Harris v. Air Force, 62 MSPR 524 (1994) Following a period of extended sick leave, the agency required that the employee submit to a psychiatric examination before resuming her duties. The employee did not fully comply with the agency's order and was removed based on one disciplinary charge of failure to cooperate in an officially ordered medical examination and one nondisciplinary charge of medical inability to perform. The Board did not sustain the agency's disciplinary charge, finding that where, as here, an agency exceeds its authority to order an examination, it is not entitled to have its order obeyed, nor can it charge the employee with failure to follow an improper order. (Interestingly, the agency's charge of inability to perform was upheld based on the medical information available.)
Caddell v. Justice, 52 MSPR 529 (1992) Appellant brought an individual right of action (IRA) appeal to the Board alleging that the agency had improperly directed him to undergo a fitness for duty examination, suspended him and reassigned him in retaliation for his whistleblowing activities. The initial decision found no jurisdiction over the agency's order for a fitness for duty examination and that appellant failed to show that his whistleblowing activities were a contributing factor in the suspension and reassignment actions. The full Board remanded on the issue of whether the suspension and reassignment actions were proper but agreed with the AJ that the agency's order for an employee to undergo a fitness for duty examination was not (at the time of the appeal) a "personnel action" within the meaning of 5 USC §2302(a)(2). The Board determined that this appeal was raised prior to the passage of the OSC Reauthorization Bill (P.L. 103-424, 10/29/94) which amended the law to reflect that an order for a psychiatric examination does fall under the category of a personnel action.

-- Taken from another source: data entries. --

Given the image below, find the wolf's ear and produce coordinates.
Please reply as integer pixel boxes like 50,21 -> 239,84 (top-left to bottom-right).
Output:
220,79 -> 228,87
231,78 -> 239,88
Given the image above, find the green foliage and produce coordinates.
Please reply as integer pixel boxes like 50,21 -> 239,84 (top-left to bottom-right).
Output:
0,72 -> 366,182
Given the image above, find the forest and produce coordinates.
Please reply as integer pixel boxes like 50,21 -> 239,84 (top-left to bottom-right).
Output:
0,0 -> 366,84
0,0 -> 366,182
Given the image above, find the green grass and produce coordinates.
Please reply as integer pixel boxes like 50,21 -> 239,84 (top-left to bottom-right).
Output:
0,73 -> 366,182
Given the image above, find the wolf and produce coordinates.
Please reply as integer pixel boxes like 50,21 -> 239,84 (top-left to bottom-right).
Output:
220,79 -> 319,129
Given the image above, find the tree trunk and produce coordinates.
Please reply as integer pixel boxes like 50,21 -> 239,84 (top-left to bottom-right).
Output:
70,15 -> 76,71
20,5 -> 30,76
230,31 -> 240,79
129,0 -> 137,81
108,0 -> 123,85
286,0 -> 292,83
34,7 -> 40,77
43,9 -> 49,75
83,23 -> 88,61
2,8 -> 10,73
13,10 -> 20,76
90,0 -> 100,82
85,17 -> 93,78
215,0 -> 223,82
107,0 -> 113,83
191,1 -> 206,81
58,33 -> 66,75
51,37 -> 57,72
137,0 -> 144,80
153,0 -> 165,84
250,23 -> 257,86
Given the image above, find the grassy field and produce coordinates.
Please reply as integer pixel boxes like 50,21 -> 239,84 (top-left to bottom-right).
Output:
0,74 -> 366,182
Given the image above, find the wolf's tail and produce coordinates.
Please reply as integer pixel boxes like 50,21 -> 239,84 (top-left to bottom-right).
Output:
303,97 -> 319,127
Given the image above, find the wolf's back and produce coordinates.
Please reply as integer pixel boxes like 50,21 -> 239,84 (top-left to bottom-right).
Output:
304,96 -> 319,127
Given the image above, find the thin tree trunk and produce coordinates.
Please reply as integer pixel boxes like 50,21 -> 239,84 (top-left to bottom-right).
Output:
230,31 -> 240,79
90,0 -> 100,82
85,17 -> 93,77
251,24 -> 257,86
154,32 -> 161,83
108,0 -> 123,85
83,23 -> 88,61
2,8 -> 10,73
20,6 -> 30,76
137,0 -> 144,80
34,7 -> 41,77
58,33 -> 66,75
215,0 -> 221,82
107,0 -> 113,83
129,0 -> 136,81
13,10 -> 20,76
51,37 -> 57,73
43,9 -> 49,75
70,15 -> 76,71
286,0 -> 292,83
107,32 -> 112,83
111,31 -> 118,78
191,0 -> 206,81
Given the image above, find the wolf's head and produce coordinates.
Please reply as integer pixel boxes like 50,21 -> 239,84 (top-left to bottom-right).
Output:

Murray v. Army, 40 MSPR 250 (1989) Board reversed the decision of the administrative judge who erroneously found that the agency committed a harmful procedural error when it failed in its obligation to order a fitness for duty examination. In its analysis, the Board cited OPM regulations at 5 CFR Part 339 which establish the limited conditions for ordering a medical examination and the provision which allows agencies to offer a medical examination.